Direxion’s ETFs, on the other hand, are ideal products for hedging against anticipated market volatility for seasoned investors. However, viewing Direxion just as a means of increasing profits is a prescription for disaster.

How does direxion generate revenue?

Direxion offers the most amplification in the ETF market today, which enhances the level of volatility associated with a fund. For example, if the S&P 500 Index rises 1% in a single day, the Direxion Daily S&P 500 Bull 3X Shares are expected to return roughly 3% on the same day (minus fees and expenses). In the event that the same index falls 1% in a day, the fund should fall by about 3%.

Before investing in Direxion Daily Leveraged ETFs, we recommend that potential investors obtain investment advice from a professional.

Inside Direxion Leveraged ETFs

Direxion Daily Leveraged ETFs will invest all or a portion of their net assets in derivatives, such as swaps or futures, to achieve the required exposure. These derivatives are contracts that allow you to obtain exposure to specific indices and sectors without having to invest in them dollar for dollar. The Bull Funds will get between 10% and 100% of their required exposure level from stocks, with the rest coming from derivatives. Derivatives are used to generate the Bear Funds’ complete -100 percent or -300 percent exposure.
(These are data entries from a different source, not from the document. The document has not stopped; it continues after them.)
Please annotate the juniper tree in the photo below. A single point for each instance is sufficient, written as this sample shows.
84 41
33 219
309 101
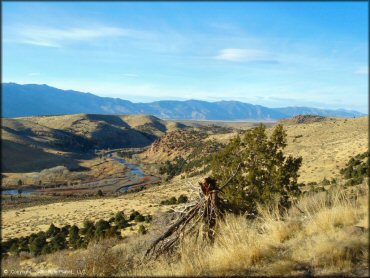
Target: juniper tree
266 174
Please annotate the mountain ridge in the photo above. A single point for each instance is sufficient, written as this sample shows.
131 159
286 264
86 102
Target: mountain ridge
39 100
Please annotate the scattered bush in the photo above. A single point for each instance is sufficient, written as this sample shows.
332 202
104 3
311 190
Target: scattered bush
182 199
142 230
139 218
356 169
171 201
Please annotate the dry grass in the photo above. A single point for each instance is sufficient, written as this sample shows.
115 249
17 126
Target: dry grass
326 239
329 238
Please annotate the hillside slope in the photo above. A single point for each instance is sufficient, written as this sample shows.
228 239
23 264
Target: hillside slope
33 143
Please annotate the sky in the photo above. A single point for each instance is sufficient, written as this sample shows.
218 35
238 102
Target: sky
273 54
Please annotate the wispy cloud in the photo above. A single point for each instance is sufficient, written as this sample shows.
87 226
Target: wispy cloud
244 55
129 75
362 71
57 37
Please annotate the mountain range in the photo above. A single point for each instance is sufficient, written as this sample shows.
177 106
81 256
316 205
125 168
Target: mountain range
39 100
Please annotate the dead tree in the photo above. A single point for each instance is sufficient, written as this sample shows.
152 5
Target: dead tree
208 209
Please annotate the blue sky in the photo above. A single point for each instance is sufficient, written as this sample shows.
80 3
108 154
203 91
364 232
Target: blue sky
273 54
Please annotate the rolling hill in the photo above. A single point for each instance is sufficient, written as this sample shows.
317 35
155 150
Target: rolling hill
33 143
37 100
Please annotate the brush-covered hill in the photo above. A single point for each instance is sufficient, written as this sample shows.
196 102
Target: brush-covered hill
325 144
32 143
35 100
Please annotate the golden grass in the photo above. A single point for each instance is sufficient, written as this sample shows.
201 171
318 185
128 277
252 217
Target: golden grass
323 240
329 238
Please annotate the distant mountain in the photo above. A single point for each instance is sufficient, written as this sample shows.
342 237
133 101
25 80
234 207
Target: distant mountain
36 100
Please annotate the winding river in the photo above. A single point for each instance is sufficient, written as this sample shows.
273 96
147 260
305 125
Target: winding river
134 177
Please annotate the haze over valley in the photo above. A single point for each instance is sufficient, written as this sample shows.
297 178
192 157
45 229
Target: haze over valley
148 139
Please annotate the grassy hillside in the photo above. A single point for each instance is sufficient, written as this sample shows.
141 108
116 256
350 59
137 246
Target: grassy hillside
35 143
325 145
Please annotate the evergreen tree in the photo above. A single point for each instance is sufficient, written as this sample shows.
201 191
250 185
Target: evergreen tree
266 174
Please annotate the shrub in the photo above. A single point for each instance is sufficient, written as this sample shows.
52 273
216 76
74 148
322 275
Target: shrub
101 228
58 242
182 199
325 181
113 232
38 244
47 249
134 214
171 201
266 174
139 218
120 220
142 230
74 237
88 229
52 231
148 218
356 169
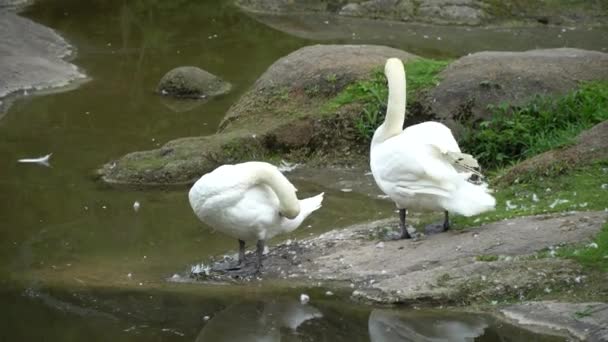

Managing Exposure in Changing Markets

Daily market movements will cause the funds’ net asset levels to rise or fall because Bull and Bear Funds are structured to mirror the performance, or inverse of the performance, of their respective benchmark indexes. Due to these daily market swings, the funds’ adviser (“Direxion”) makes portfolio modifications to ensure that exposure levels for each Bull and Bear Fund are set at the correct multiple.

Direxion rebalances exposure daily by purchasing or selling swaps to guarantee that each fund reflects the benchmark index’s daily performance as closely as possible (300 percent or 200 percent for a Bull Fund, or 300 percent, 200 percent, or 100 percent of the inverse for a Bear Fund).

What exactly is the Bull 3X ETF?

Leveraged 3X Long/Bull ETFs monitor a wide range of asset classes, including stocks, bonds, and commodities futures, and use leverage to gain three times the underlying index’s daily or monthly return. They do not give short or inverse exposure because they are long-only funds.

More information about Leveraged 3X Long/Bull ETFs can be found by clicking on the tabs below, which include historical performance, dividends, holdings, expense ratios, technical indicators, analyst reports, and more. Select an option by clicking on it.

What is Direxion Financial Bear Daily?

The investment seeks daily investment returns that are 300 percent of the inverse (or reverse) of the Russell 1000 Financial Services Index’s daily performance, before fees and expenses. Swap agreements, futures contracts, short positions, or other financial instruments that, when combined, offer inverse or short leveraged exposure to the index equal to at least 80% of the fund’s net assets are invested in the fund (plus borrowing for investment purposes). The Russell 1000 Financial Services Index is a component of the Russell 1000 Index that tracks the performance of securities in the financial services sector of the large-capitalization US equity market. It isn’t well-balanced.